There’s a small exhibition to the writer at this plush monument.
A UNESCO site for its abundance of Roman and romanesque architecture, Arles has a Roman theatre, amphitheatre, baths, necropolis and aqueduct to discover.
The 12th-century Church of St. Trophime is immensely valuable too, for the peerless romanesque sculptures above the portal.
The city didn’t miss out on impressionist painters either, as van Gogh produced some 300 works in his year in Arles, and shared the “Yellow House” with Gauguin for nine weeks.
Arles is also in the north of the Camargue, a region of salt flats, marshes and meadows where semi-feral white horses roam free, and fighting bulls are bred for export to Spain.
Between April and June the briny lagoons and reedy marshes in the Camargue teem with thousands of flamingos, one of the most amazing natural spectacles in the south.
On the Garonne River, the old centre of this university city is replete with stately 18th-century neoclassical buildings all made with a pinkish terracotta.
This has won Toulouse the nickname “La Ville Rose”, exemplified by the glorious facade of the Capitole.
There are older monuments in the city, sure to set historians’ pulses racing.
The Church of the Jacobins is the resting place of Thomas Aquinas, the 12th-century friar with a lasting influence on modern philosophy.
You can spot the World Heritage Basilica of Saint-Sernin by its spired bell-tower, and if you take a close look, you’ll see how the design of the arches changes with phase of construction.
A typical “village perché”, Gordes is a small medieval town on a hilltop in the Luberon range.
Gordes is one of the “most beautiful” villages in France, and you can be sure that it intends to remain so.
Any new buildings in Gordes must be built with limestone and capped with terracotta tiles! Like many of Provence’s rustic settlements, Gorde has attracted celebrities in their droves.
The town’s cobblestone streets coil around the hill, and at the top is a renaissance castle containing the town hall and a small art museum.

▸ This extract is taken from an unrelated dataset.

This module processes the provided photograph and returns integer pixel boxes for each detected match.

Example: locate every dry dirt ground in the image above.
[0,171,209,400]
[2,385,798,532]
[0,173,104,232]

Minutes from here is Sénanque Abbey, feted for the image of its walls at the end of a lavender field.
Another of the south of France’s many World Heritage sites is Bordeaux’s historic quarter.
This was mostly planned in the 1700s, when the city became too big to keep within the walls.
So there was a large urban remodel endowing Bordeaux with many of the sights and monuments people adore today.
This goes for Grand Théâtre, Place de la Bourse and the Place du Parlement.
Add these to the list of medieval must-sees, like the Grosse Cloche, the 15th-century belfry of the old town hall, and the ghostly gothic cathedral.
We haven’t even mentioned that Bordeaux is the world capital of wine, or that it’s a fun-loving university town with some of France’s best nightlife outside Paris.
The little capital of the Alpilles, a small range of low mountains to the south of Avignon, Saint-Rémy-de-Provence is a medieval town blasted by the legendary mistral in winter and spring.
On clear days this creates that unique light that attracted the impressionists, and van Gogh made 150 paintings in and around this town.
Art lovers will get frissons when they notice a scene or building immortalised by the artist.
Saint-Rémy-de-Provence is adorned with mansions from the 17th and 18th centuries, when it was a prestigious place to be.
This was partly to do with Glanum, the ancient city a few minutes’ walk from the town.
There’s a 2,000 year-old triumphal arch, sacred spring and one of the most intact mausoleums in the former Roman world.